The Fed goes all in
MAR. 16, 2020
Sunday evening’s announcement by the Federal Reserve of a 100 basis point cut in the target federal funds rate range (to the zero bound), $700 billion in purchases of Treasury and mortgage-backed securities, easing of borrowing standards at the Fed’s discount window, cutting reserve requirement for banks to zero, and enhancing worldwide dollar liquidity through actions coordinated with the Bank of Canada, the Bank of England, the European Central Bank, the Bank of Japan, and the Swiss National Bank, indicates that the Fed has gone all in in an effort to mitigate the negative impacts on the economy and the functioning of financial markets in response to the COVID-19 pandemic.
Easier monetary policy — even combined with expansionary fiscal policy — will not be able to stop the spread of the coronavirus, nor is it likely to stop economic growth from slowing in the near term. But financial markets last week showed significant signs of strain — as they did in the fall of 2008 — and the Fed and other central banks are stepping in an aggressive manner to try to mitigate these negative impacts.
Importantly, Fed Chair Powell stated that the Fed was prepared to do more if necessary — so yesterday’s moves may not be the last if financial markets need additional assistance. And he also stated that negative interest rates were not among the Fed’s preferred policy tools. As a result, if the Fed does more in coming months, taking the target federal funds rates below the zero bound will not be done.
We expect real GDP growth in the second quarter to drop sharply in the U.S. — with annualized growth around -4.5 to -5.0 percent — as consumers and businesses cut back (often in response to state and local government mandates put into place to reduce the transmission of the virus).
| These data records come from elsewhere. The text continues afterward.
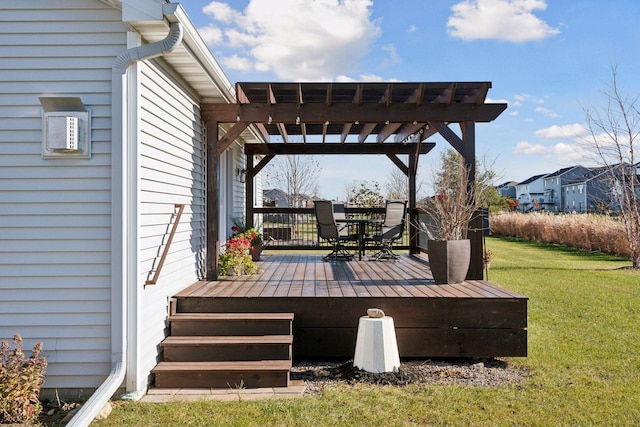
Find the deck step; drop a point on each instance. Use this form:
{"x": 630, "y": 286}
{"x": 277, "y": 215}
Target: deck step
{"x": 239, "y": 374}
{"x": 226, "y": 348}
{"x": 243, "y": 324}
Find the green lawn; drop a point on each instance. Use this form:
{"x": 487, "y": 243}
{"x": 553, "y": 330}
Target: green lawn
{"x": 584, "y": 360}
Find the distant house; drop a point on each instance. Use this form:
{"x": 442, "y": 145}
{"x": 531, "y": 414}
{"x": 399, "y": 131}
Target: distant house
{"x": 103, "y": 139}
{"x": 595, "y": 191}
{"x": 275, "y": 197}
{"x": 507, "y": 189}
{"x": 530, "y": 193}
{"x": 553, "y": 182}
{"x": 591, "y": 192}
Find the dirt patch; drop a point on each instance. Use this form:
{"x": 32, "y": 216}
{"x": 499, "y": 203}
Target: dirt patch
{"x": 469, "y": 372}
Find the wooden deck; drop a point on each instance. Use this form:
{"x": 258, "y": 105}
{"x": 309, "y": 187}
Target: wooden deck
{"x": 472, "y": 319}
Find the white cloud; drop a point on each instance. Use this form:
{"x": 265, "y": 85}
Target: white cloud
{"x": 529, "y": 149}
{"x": 575, "y": 130}
{"x": 547, "y": 112}
{"x": 236, "y": 62}
{"x": 510, "y": 20}
{"x": 211, "y": 34}
{"x": 220, "y": 11}
{"x": 298, "y": 39}
{"x": 392, "y": 55}
{"x": 569, "y": 152}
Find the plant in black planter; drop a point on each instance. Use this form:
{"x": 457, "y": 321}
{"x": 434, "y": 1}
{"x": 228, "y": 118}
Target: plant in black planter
{"x": 447, "y": 216}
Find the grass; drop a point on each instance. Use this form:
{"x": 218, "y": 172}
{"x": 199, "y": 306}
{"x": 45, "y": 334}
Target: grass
{"x": 584, "y": 361}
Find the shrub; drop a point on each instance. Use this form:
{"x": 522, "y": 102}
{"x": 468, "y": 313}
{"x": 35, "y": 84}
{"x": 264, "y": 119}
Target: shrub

If the virus starts to abate by this summer, growth in the third quarter will still probably be negative, but not significantly — and the economy should rebound in the fourth quarter and into 2021 at an above-trend pace with lower interest rates and make-up spending. Without the Fed’s actions, the drop in economic activity would likely be far more severe.
We expect this lower level of policy rates to be sustained well into next year, even as the economy rebounds, as the Fed will want to be sure that expansion is maintained in 2021 — and to be certain that eventual rate normalization does not occur before the economy is ready for higher interest rates.